Overall, the diversity indices like Shannon and Simpson indices may not be appropriate due to depauperate macroinvertebrate communities (De Jong et al., 2005). Among the water quality variables, a higher concentration (0.89 mg/L) of phosphate was recorded at Gara3, which is above the guideline (0.05 mg/L) set by Australian and New Zealand for fresh water quality (ANZECC, 2000). Except the Gergedi1 sampling site, the rest sites had a phosphate concentration above the guideline value. The elevated phosphate concentration in the study area might be related to agricultural activities mainly from fertilizer usage on farmlands near the thermal spring. In addition, the usage of detergents and soap for bathing and washing clothes in the thermal spring could also be the reason for elevated phosphate levels. Further, the higher phosphate concentration indicates the presence of high anthropogenic inputs to the springs because naturally phosphate concentration should not exceed 0.05 mg/L.

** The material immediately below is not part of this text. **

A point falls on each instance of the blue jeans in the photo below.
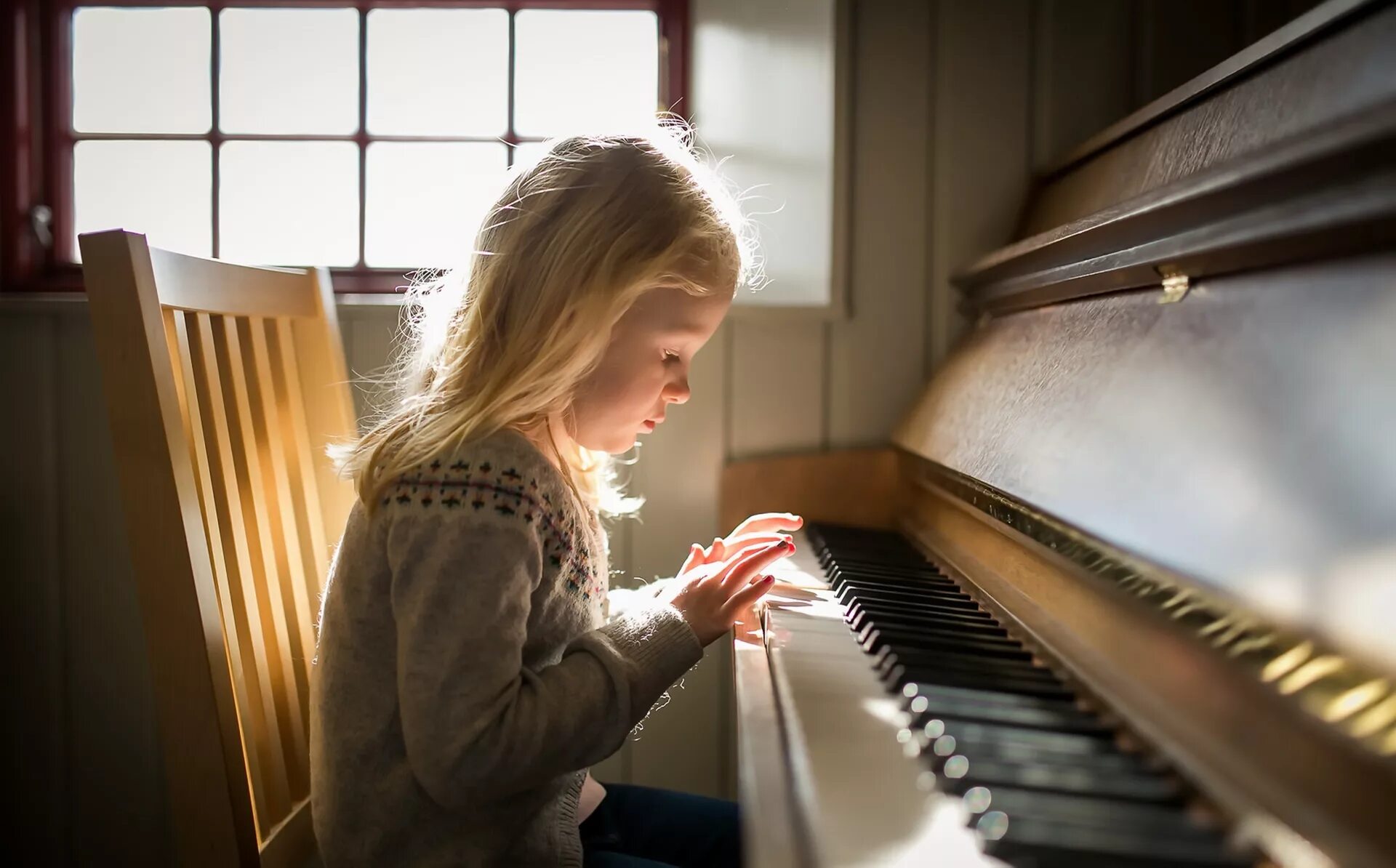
(649, 828)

Moreover, the present study showed a very high concentration of fluoride in all sampling points. The maximum concentration (22.2 mg/L) was found at Halaba1, and the minimum (4.03 mg/L) at Soder3; both of them are above the guideline value of 1.5 mg/L set by (WHO, 2008). The fluoride content of most sampling sites could have health risks, including skeletal and dental fluorosis, to those who had prolonged exposure to such level of fluoride (Kloos & Haimanot, 1999). A possible reason for higher fluoride of the studied site might be associated with soil texture, underground water source, and direct contact of water with the nearby rock (Kundu et al., 2001). However, a relationship between fluoride concentration gradient and macroinvertebrates assemblage was not observed.

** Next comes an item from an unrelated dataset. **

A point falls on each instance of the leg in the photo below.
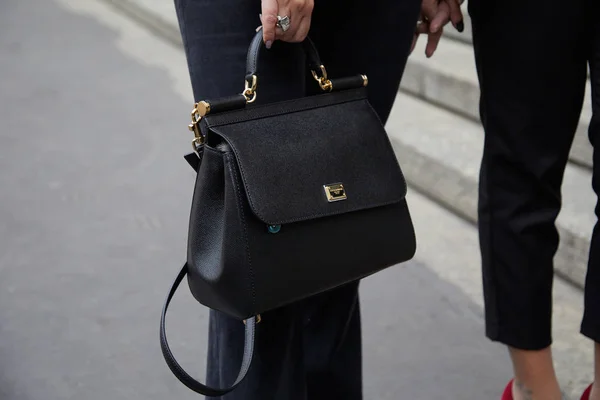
(591, 320)
(532, 79)
(216, 36)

In general, the thermal spring in the Rift Valley area could be grouped into three based on the water quality and macroinvertebrates diversity. Hierarchical cluster analyses made using physicochemical, and macroinvertebrate communities (Fig. 4) of the different sampling sites showed that sites were grouped into three major clusters. The first cluster consists of the three sites from Gergedi, which is characterized by relatively low water temperature (<42°C), better water quality, and invertebrates richness and abundance. In comparison, the second cluster consisted of four sites (Sodere1 and Halaba 1–3) characterized by elevated temperature, which most probably has liberated the DO followed by the absence of macroinvertebrate communities. The third cluster consists of five sites (Sodere2, Sodere3, Gara1, Gara2, and Gara3) with water temperature ranging from 42 to 45°C, characterized by low DO level and low macroinvertebrate abundance. In all three groups, temperature is the major stressor that affects water quality and macroinvertebrate diversity in the region. In fact, Graça et al. (2004b) found that water temperature was one of the most determinant factors in determining the richness and abundance of macroinvertebrates.

Fig. 4
figure 4

Dendrogram of sampling sites based on physicochemical and macroinvertebrate communities (Ward clustering method using Euclidian distance). Full names of abbreviated sampling sites are given in Table 2

Conclusion

Macroinvertebrates that can withstand elevated temperature such as Chironomidae were the most abundant invertebrate group found in the thermal springs with elevated water temperature reaching nearly 52°C. Biotic indices (BMWP, ASPT, and FBI) were relatively better in discriminating sampling sites than the diversity measures. Among diversity indices, richness and abundance were relatively sensitive to differentiate the sites having varying water quality. Macroinvertebrates with lowest taxonomic level (genus and species) could be more convenient to be used as a biomonitoring tool for ecosystems under harsh environmental conditions as sometimes, one family could be found. Therefore, to elucidate more on the ecology of studied thermal springs, studies based on lowest taxonomic resolutions should be promoted. Overall, this study provides important insight into the relevance of macroinvertebrate communities as a water quality monitoring tool in thermal springs and suggests further investigations on this unique ecosystem.